Author:Sarah J. Maas

“I’m sorry,” Tharion burst out. “I am sorry that I misled you, and slept with you, and realized too late that I had gone too far. I’m sorry I strung you along for years—I didn’t know how to talk to you, or be an adult, and I’m sorry. It wasn’t right of me, and it was immature, and I hate that I did that to you, to anyone.”

She glowered at him, sniffling.

Tharion said, “And I married Sathia to bail her out of a shitty situation. King Morven of Avallen was forcing her into marriage with a Fae brute, and the only options were face the Asteri’s wrath and die, or wed. I offered her a way out. Marriage to me. I owed it to my sister to help a female in trouble. Our marriage isn’t a comment on how I feel about you or her.”

“And the fact that she is a Fae beauty held no sway over you?” sneered the River Queen’s daughter.

“No,” Tharion said honestly. “I …” He looked toward his wife, who was indeed pretty. Beautiful. But that hadn’t entered into his decision to offer his aid. “She was a person in trouble, who needed help.”

The River Queen’s daughter seethed.

Tharion said, voice breaking, “But if you take in the people of this city, if you shelter them against whatever storm the Asteri might bring … when this is over, if I am alive …” He held her stare. “I will divorce my wife and marry you.”

Sathia whirled to him, but he couldn’t face her, couldn’t bear to see her reaction to how he’d abandon her, too—

The River Queen’s daughter sniffed, a child calming from a tantrum. “I accept. I shall marry you once you’re rid of her.”

“You shall not.” The River Queen’s voice shook the room, the river. “My daughter does not accept this offer. Nor do I.”

Tharion’s chest crumpled. “Please,” he begged. “If you could just—”

“I am not done speaking,” she said, and held up a hand. Tharion obeyed. “I no longer wish my daughter to be tied to the likes of you, in truth or in promise. As far as marriage between you is concerned, it shall never happen.”

“Mother—”

“You are your wife’s problem now,” the River Queen said to Tharion.

Tharion shut his eyes against the stinging in them, hating this, hating that he’d lost this opportunity, this safe haven for the people of Crescent City, due to his own bullshit.

“But your willingness to sacrifice your freedom to live Above is no small thing,” the River Queen went on. She tilted her head to the side, and one of the shells in her hair sprouted legs and skittered under the tresses. A hermit crab. “You never asked me why I sent you to look for Sofie Renast’s body, and to find her brother.”

Tharion opened his eyes and found her staring curiously at him. Not with kindness, but with something like respect. “It … it wasn’t my place to question,” he said.

“You are frightened of me, as all wise beings are,” she said a shade smugly. “But I have fears, too. Of this world, at the mercy of the Asteri.”

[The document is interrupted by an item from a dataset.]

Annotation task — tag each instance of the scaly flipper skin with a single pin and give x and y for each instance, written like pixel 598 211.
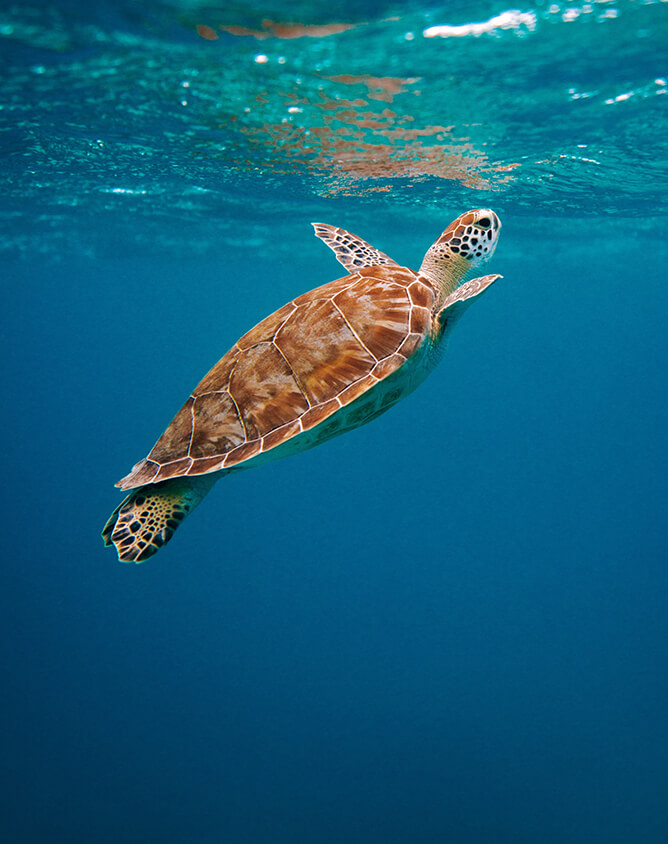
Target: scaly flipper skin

Tharion tried not to gape.

“Our people are ancient,” the River Queen said. “My sisters and I remember a world before the Asteri arrived and caused the land’s magic to wither. Entire islands vanished into the sea, our civilizations with them. And though we were limited in our power to stop them … we have tried, each in our own way.”

Her daughter was staring at her like she didn’t know her.

But the River Queen went on, “We remember the power the thunderbirds wielded. How the Asteri hunted them down. Because they feared them. And when I learned one had been killed, her thunderbird brother on the loose … I knew those were assets the Asteri would seek to recover at any cost. I might not have known why, but I had no intention of letting them attain either Sofie or her brother.”

Tharion blinked. “You … you wanted them in order to stop the Asteri?”

A shallow nod. “It might not have made a difference in the greater sense, but keeping them safe was my attempt, however small, at thwarting the Asteri’s plans.”

Tharion had no idea what to do other than bow his head and admit, “Emile wasn’t a thunderbird. Only a human. He’s in hiding now.”

“And yet you kept this from me.” The river shuddered at her displeasure.

“I thought it would be best for the boy to disappear from the world completely.”

The ruler scanned his face again for a long, long moment.